Hypoglycemia is low blood glucose levels, i.e., opposite to the hyperglycemia, that occurs in untreated diabetes. In this case, the body’s cells do not have enough glucose they need for energy. This condition occurs almost exclusively in diabetic who receive injections of insulin (and some who take hypoglycemic tablets).
The onset of hypoglycemia can be due to an overdose of insulin, neglect the recommended hourly rate of meals, as well as too hard or too long physical activity. In rare cases, hypoglycemia can be due to Addison’s disease, hypopituitarism, or neoplasms of the pancreas due to an excessive secretion of insulin.
Symptoms vary considerably from case to case, but certain symptoms – the feeling of discomfort and heavy sweating – are often the first to appear. Other possible symptoms are dizziness, weakness, tremors, insecurity, hunger, blurred vision, slurred speech, tingling in the lips or hands and headache. Sometimes, without even knowing it, you can become aggressive or refuse any cooperation (which is sometimes wrongly attributed to drunkenness). Fainting is possible in extremely severe cases; convulsions (seizures) sometimes occur in young people.
What to do?
If you are diabetic and take insulin, your doctor will cause hypoglycemia attack artificially so you could be able to recognize the shape as it takes a fit in your case. If you get an attack of hypoglycemia, consider the possible cause and try to prevent further attacks. If the attacks are repeated often, every three to four days, consult a doctor because it may be necessary to reduce the dose of insulin or hypoglycemic pills.
Self-help: if you are prone to hypoglycaemic attacks, always carry glucose tablets, sugar cubes or candies with you. At the first sign of attack, take a few tablets (or lumps of sugar or candy), until the situation normalizes again – it should take a few minutes. Do not forget to warn friends and family on the symptoms, so that they can give you something sweet if you are confused or if you refuse to cooperate. Tell them that you will need a few sips of milk or a little syrup to pull yourself together and have something to eat. However, they should never feed you if you are unconscious, as they might choke you.

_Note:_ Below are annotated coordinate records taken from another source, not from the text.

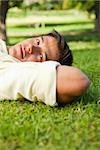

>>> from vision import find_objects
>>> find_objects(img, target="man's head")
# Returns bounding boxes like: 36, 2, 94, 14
8, 30, 73, 65
47, 30, 73, 66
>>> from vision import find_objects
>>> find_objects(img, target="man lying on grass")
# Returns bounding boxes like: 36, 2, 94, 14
0, 31, 89, 106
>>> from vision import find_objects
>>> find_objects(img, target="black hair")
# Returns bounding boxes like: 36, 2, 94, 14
47, 30, 73, 66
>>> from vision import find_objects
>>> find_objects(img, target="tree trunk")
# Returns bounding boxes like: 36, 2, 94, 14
95, 0, 100, 31
0, 0, 9, 41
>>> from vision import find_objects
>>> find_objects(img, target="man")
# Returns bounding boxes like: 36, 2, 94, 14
0, 32, 89, 106
8, 30, 73, 66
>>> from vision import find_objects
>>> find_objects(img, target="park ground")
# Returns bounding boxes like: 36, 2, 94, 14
0, 10, 100, 150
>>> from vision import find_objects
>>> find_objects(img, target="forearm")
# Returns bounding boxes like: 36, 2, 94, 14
57, 66, 89, 103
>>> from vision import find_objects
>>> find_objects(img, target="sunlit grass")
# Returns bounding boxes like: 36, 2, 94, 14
0, 8, 100, 150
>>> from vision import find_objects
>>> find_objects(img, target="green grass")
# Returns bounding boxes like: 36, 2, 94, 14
0, 9, 100, 150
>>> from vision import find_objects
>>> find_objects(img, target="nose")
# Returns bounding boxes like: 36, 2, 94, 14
37, 54, 43, 62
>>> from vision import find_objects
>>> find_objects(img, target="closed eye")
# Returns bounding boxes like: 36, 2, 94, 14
36, 39, 40, 45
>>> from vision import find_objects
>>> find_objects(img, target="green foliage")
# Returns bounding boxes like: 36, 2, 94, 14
9, 0, 23, 8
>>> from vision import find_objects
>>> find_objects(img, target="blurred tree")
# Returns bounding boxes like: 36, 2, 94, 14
63, 0, 100, 31
0, 0, 23, 41
0, 0, 9, 41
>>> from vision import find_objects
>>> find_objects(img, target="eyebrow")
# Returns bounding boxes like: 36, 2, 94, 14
41, 36, 44, 42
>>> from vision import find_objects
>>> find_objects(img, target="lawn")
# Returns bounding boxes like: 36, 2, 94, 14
0, 8, 100, 150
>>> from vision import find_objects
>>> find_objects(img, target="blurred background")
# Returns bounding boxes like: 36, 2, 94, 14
0, 0, 100, 45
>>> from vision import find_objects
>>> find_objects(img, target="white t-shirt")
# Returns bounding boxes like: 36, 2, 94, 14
0, 40, 60, 106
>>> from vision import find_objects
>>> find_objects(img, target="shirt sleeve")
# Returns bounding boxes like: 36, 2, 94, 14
0, 61, 60, 106
0, 39, 8, 53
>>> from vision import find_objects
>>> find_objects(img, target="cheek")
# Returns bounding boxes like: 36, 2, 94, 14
23, 55, 37, 62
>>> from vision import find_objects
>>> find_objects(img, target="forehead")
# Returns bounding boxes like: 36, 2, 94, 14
43, 36, 60, 60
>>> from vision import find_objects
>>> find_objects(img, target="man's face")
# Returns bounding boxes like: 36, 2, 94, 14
8, 36, 60, 62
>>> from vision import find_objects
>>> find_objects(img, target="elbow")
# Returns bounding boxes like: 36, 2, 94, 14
77, 75, 90, 96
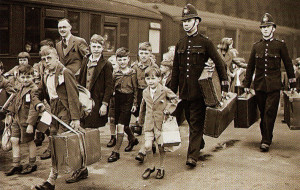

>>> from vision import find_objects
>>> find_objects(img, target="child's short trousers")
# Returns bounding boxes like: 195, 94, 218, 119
11, 123, 35, 143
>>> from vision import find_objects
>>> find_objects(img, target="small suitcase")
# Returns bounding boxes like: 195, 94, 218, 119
283, 91, 300, 130
204, 92, 237, 138
234, 93, 259, 128
50, 129, 101, 173
198, 67, 222, 107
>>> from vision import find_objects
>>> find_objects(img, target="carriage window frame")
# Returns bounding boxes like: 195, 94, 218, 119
0, 4, 11, 55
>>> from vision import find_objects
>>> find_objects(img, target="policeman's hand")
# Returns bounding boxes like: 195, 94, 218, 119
36, 103, 46, 113
70, 119, 85, 132
244, 88, 250, 94
291, 88, 297, 94
26, 125, 33, 134
99, 104, 107, 116
131, 106, 136, 113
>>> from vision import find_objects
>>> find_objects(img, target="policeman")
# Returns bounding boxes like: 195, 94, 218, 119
171, 4, 228, 167
244, 13, 296, 152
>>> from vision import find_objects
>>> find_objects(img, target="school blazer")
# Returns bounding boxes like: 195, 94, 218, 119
34, 65, 80, 120
8, 84, 39, 127
56, 35, 89, 74
139, 84, 178, 134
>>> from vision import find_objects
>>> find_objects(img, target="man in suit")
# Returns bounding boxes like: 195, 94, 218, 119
56, 18, 89, 76
244, 13, 296, 152
171, 4, 228, 167
34, 46, 88, 190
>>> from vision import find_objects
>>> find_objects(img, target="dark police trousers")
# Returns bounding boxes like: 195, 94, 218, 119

Instead of sugar or glucose tablets, more commonly is the usage of injection of glucagon, a hormone that contributes to high blood glucose levels. Today, many patients ”are training” family members and friends to give them an injection of the hormone in the arm or leg muscles if they faint. If these measures do not help, call an ambulance or doctor immediately.
Professional help: your doctor will give you an injection of glucose in a vein in your hand. It works so quickly that you may recover instantly, during the shot. After that, he may refer you to hospital for testss, where doctors will talk to you about the possible causes of hypoglycemic attacks and appropriate therapeutic measures.